AWS is a lot more Expensive
AWS charges substantially more for its services than GCP does, but most people ignore the real high cost of using AWS, which is; expertise, time, and manpower. With GCP, a relatively inexperienced engineer in platforming tools can pick it up and get his work done in a relatively short time because most of the tedious tasks of piecing all the parts together have been done by Google already.
A task that may take you a day or less to do in GCP, you may spend a week doing the same thing in AWS. One example I can give here is VPC Endpoints. I was working with a terraform cluster installation and I wanted to restrict outbound traffic to the internet. The problem is that if you do this then you are also cutting off traffic to AWS, in order to address this problem you need to set up endpoints. Endpoints essentially allow you to connect to AWS via the AWS intranet as opposed to the internet (Don’t ask me why cloud providers don’t do this by default, it makes no sense to me).

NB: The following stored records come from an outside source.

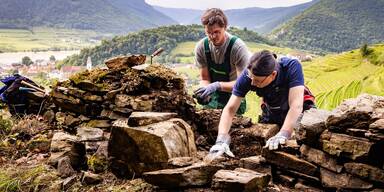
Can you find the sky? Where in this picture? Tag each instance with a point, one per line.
(224, 4)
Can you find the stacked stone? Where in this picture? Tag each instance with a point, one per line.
(337, 150)
(86, 105)
(127, 85)
(90, 101)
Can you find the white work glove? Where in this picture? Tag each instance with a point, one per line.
(279, 139)
(221, 147)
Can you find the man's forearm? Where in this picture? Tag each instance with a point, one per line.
(291, 119)
(204, 83)
(227, 86)
(226, 120)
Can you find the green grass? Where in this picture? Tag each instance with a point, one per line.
(256, 47)
(336, 77)
(14, 179)
(12, 40)
(185, 48)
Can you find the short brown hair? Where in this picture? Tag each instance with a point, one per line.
(214, 16)
(263, 63)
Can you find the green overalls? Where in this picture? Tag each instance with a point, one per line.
(221, 72)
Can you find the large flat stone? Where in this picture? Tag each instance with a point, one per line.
(311, 126)
(289, 161)
(240, 180)
(195, 175)
(62, 141)
(320, 158)
(89, 134)
(146, 118)
(378, 125)
(262, 131)
(365, 171)
(300, 186)
(330, 179)
(256, 163)
(249, 141)
(356, 113)
(345, 145)
(148, 148)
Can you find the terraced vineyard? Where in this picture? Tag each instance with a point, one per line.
(334, 78)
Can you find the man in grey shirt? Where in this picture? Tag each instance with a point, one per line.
(221, 58)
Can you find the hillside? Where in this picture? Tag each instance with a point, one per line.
(112, 16)
(334, 26)
(147, 41)
(262, 20)
(335, 77)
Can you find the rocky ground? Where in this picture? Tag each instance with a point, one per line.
(133, 127)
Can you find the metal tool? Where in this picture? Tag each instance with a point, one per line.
(32, 86)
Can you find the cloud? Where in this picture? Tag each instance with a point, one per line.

So simple enough, I just add these endpoints, and then my job is done. Problem is that I was working with a cluster provisioner in terraform with a lot of moving parts and using multiple AWS services and you cannot set up an endpoint that applies to all AWS services, you can only do one endpoint per service and I had to do a lot of digging trying to figure out exactly all the services that the provisioner was using and add endpoints for each one of them, every time I added an endpoint, I found out I had to add another endpoint, I ended up adding about five of them and then I found out that a couple of the services that I was using didn’t have endpoints for them, so in the end, I just had to allow outgoing traffic via a NAT. Out of curiosity, I investigated how to do this in Google Cloud because I had never done it before, just to see how difficult it would be in comparison to AWS and I wasn’t surprised to find out that you can accomplish the same thing just by clicking on a checkbox or activating a setting, and it applies to all services. Also, doing this in GCP is free whereas in AWS you have to pay for each endpoint.
The above is just one example, but I have found that generally, any task that I want to do in AWS requires far more energy and effort to do than GCP, meaning you are probably going to need to hire far more engineers and need more time and more money on human resources if you are using AWS than if you are using GCP.

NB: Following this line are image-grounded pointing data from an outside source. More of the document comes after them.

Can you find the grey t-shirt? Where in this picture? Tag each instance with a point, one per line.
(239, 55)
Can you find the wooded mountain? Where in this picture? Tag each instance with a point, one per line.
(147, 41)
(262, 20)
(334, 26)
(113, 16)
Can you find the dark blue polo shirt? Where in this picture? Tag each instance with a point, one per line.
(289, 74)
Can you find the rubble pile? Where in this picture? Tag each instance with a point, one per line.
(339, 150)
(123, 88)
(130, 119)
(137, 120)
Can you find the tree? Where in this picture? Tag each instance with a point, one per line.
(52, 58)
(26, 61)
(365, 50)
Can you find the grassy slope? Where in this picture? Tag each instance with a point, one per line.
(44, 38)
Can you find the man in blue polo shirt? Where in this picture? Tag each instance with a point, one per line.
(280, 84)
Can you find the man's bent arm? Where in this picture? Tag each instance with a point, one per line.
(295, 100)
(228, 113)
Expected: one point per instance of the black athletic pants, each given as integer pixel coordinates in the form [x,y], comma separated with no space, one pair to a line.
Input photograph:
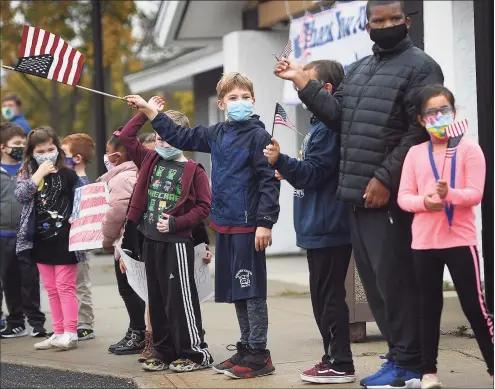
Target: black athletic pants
[21,285]
[463,265]
[133,303]
[381,240]
[327,272]
[173,302]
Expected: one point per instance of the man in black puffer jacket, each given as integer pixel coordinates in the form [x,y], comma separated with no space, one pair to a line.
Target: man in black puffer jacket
[374,109]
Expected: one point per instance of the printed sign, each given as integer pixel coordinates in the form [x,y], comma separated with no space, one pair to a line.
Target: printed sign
[90,206]
[337,34]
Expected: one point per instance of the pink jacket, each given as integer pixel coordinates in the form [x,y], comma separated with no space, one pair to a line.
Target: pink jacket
[121,180]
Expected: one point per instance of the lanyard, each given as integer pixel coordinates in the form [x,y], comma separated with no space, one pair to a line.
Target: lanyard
[449,209]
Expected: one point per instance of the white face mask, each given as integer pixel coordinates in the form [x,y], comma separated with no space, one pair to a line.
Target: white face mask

The Cost of Interrupted Flow
Another significant cost to your organization if you decide to use AWS is the continuous interrupted flow. Flow is the state where you ideally want your engineers to be a good portion of their time at your company, not only they will be much happier, but they will also be a lot more productive. The problem with using AWS is that because everything is so confusing and complicated to use you will have to spend a lot of time reading documentation and testing to figure out how things work, and the irritating thing is that it won’t be fun experimentation, it will be tedious and trivial issues that should not exist, like the endpoint issue I described above. Even after you are seasoned in the use of AWS you still spend an inordinate amount of time doing tedious things that you never have to do in GCP. Like inputting your 2FA code every 12 hours, or assuming roles, or just going over pieces and services and putting them together. The more tedious obstacles between you and the task you want to achieve, the harder it is to achieve flow.
Performance
I am not going to do extensive testing in both platforms and post benchmarks for this article since it’s a lot more work than I want to spend on this but I’ll just say that in my experience I felt that performance was almost always better in GCP, for example copying from instances to buckets in GCP is INSANELY fast, I remember being shocked by this because in a previous job I had to do a lot of hourly backups to buckets of large chunks of data in AWS and I always felt the copying was very slow, but this was not the case at all for GCP. One good example I experienced recently is how slow it is to spin clusters up with EKS. In GKE you can have a fully functional cluster in less than 4 minutes. In EKS it takes about 16 minutes to create just the control plane (and even then it’s not ready!!) and then you have to add another 3 minutes or longer to spin the nodes, although sometimes I had to wait much longer than this for the workers. This may not matter that much to some, but when I am creating new infrastructure I tear it down and recreate it a lot to test that everything is working correctly and to save the company money on weekends and evenings so for me this matters a lot. There are some latency tests in this article that clearly show that GCP does better across almost all areas when it comes to Network performance. This article also compares some services between AWS and GCP.
Security
Both AWS and GCP are very secure and you will be okay as long as are not careless in your design. However, GCP for me has an edge in the sense that everything is encrypted by default. For example, their buckets and their logs are encrypted in transit and at rest. For some bizarre reason AWS does not encrypt buckets or logs by default, you have to enable this. Who the hell would NOT want their data encrypted on AWS servers? GCP is also continuously publishing its internal models for security like BeyondCorp and BeyondProd, and designing GCP so it’s easier to integrate them for other companies. These security models are generally way ahead of the curve; for example, BeyondCorp’s model has just been recently adopted by the National Cyber Security Center, and Google has published this six years ago while providing tools to implement it for quite some time. I am not saying that it is impossible to do the same with AWS, but it wasn’t designed with this intent in mind and it is a lot more difficult to implement. AWS on the other hand seems to have opted for supporting more traditional models of security.